日本語で思考しているとき、自分の中の「複雑な感情」を、比較的複雑に操作できる日本語で表現しようとする。複雑に操作しようとすると、シンプルな感覚はどこかへ追いやられる。そのどこかへ追いやった感覚が、複雑な操作ができない英語の思考回路だと出てきやすくなるんだろう。
シンプルに考えるからこそ、シンプルな感覚が出てきやすくなる。当たり前だけど、そういうのって面白いなぁと思った。
そして、そういう”当たり前”を大事にしないと、大切な「何か」を見失うと思った。
シンプルな感覚で会話をしたあと、シャワーを浴びた。シャワーを浴びたあと、二段ベッドの下の段で寝る準備をした。

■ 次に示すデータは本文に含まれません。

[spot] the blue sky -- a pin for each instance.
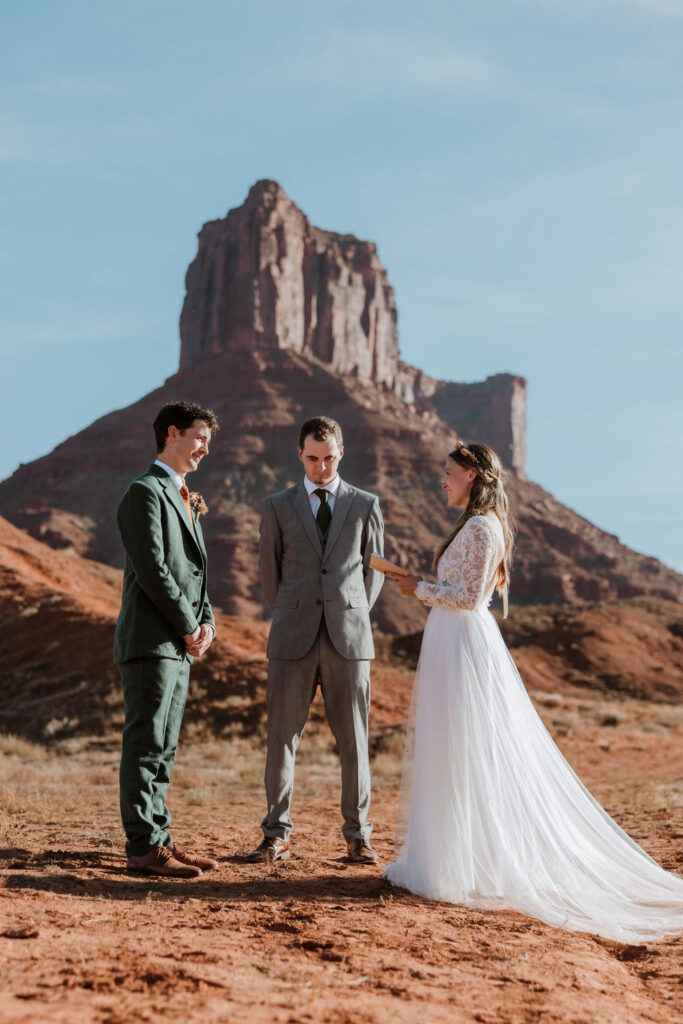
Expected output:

準備を整えて、読書ライトだけをつけた。扇風機やコンセント、物置になる壁に付けられた木板を見ていた。ほどよく整備が行き届いていた。”過剰なもてなし”はなく、「あると便利なもの」が程よく揃っているだけの、”フツーのもてなし”。
ベッドだけの狭い空間の、暖かい灯り。その暖かい灯りを頼りに『反解釈』の続きを読んでいた。なんだかここは「大人の秘密基地」みたいだと思った。子供心を忘れない大人のための、秘密基地。
『反解釈』のなかの『英雄としての文化人類学者』の批評を読んだ。レヴィ=ストロースの”スタイル”についての批評だ。この文章を読みながら、じぶんが影響を受けた人たちについて考えていた。
じぶんが影響を受け、憧れた人たち。彼らの大半は、人類学者っぽい「フィールドワーカー」だ。
数年前、吉福伸逸さんにものすごく影響を受けた。吉福さんが感じていた世界を自分もそのまま感じたいと思うぐらい影響を受けた。彼がセラピーをやっていたから、自分もセラピーをやりたいと思った。けれど、それはどこか違う気がしてやめた。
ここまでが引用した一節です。